O feminismo descarta a femme fatale como caricatura e calúnia. Se ela existiu, foi
simplesmente uma vítima da sociedade, recorrendo às manhas destrutivas femininas pela
falta de acesso ao poder político. A femme fatale era uma executiva manquée, sua energia
neuroticamente desviada para o boudoir. Com essas técnicas de desmistificação, o
feminismo se meteu numa enrascada. A sexualidade é um domínio sombrio de
contradição e ambivalência. Nem sempre se pode entendê-lo por meio de modelos sociais,
que o feminismo, como herdeiro do utilitarismo do século XIX, insiste em impor-lhe. A
mistificação continuará a ser sempre a desordeira companheira do amor e da arte;
Erotismo é mística; ou seja, a aura de emoção e imaginação que cerca o sexo. Não se pode
"dar um jeito" nele, com códigos de conveniência social ou moral, seja da esquerda ou da
direita política. Pois o fascismo da natureza é maior que o de qualquer sociedade. Há nas
relações sexuais uma instabilidade daimônica que talvez tenhamos de aceitar.
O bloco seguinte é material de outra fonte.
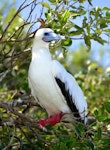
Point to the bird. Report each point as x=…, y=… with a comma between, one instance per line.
x=54, y=88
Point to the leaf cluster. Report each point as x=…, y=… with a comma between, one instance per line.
x=19, y=113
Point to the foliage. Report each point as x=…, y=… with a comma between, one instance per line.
x=18, y=111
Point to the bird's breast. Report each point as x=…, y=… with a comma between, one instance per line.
x=45, y=89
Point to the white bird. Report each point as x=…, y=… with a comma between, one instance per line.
x=51, y=85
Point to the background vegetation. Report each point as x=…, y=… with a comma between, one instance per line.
x=18, y=110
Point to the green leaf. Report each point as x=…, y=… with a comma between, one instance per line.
x=67, y=42
x=99, y=133
x=107, y=106
x=87, y=41
x=46, y=5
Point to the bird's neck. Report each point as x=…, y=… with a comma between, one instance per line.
x=40, y=52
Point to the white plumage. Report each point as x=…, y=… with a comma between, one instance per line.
x=51, y=85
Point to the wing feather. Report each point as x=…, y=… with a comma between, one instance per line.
x=71, y=91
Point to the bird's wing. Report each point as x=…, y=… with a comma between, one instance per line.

A femme fatale é uma das mais mesmerizantes personas sexuais. Não é ficção, mas uma
extrapolação de realidades biológicas, na mulher, que continuam sendo constantes. O
mito da vagina dentada (vagina dentata) dos índios norte-americanos é uma transcrição
hediondamente direta do poder feminino e do medo masculino. Metaforicamente, toda
vagina tem dentes secretos, pois o macho sai com menos do que ao entrar. A mecânica
básica da concepção exige ação do macho, mas apenas passiva receptividade da fêmea.
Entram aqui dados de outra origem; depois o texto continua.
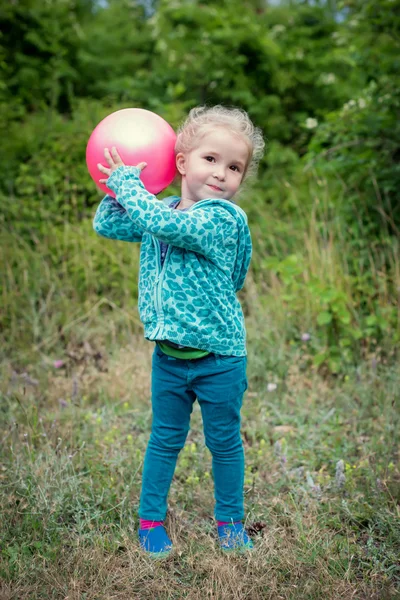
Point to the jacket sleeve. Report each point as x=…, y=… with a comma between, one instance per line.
x=112, y=221
x=205, y=231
O sexo, como uma transação mais natural que social, é pois na verdade uma espécie de
drenagem da energia masculina pela plenitude feminina. Castração física e espiritual é o
perigo que todo homem corre no intercurso com uma mulher. O amor é o sortilégio pelo
qual ele adormece seu medo sexual. O vampirismo latente da mulher não é uma aberração
social, mas um desenvolvimento de sua função maternal, para a qual a natureza a equipou
com exaustiva minuciosidade. Para o homem, todo ato sexual é um retorno à mãe, e uma
capitulação a ela. Para os homens, o sexo é uma luta por identidade. No sexo, o homem
é consumido e novamente liberado pelo poder dentado que o deu ã luz, o dragão fêmea
da natureza.

A femme fatale foi produzida pela mística da ligação entre mãe e filho. Uma das crenças
modernas ê que sexo e procriação são medicamente, cientificamente, intelectualmente
"controlãveis". Se mexermos bastante no mecanismo social, todos os problemas
desaparecerão. Enquanto isso, o número de divórcios sobe às alturas. O casamento
convencional, apesar de suas iniqüidades, represava o caos da libido.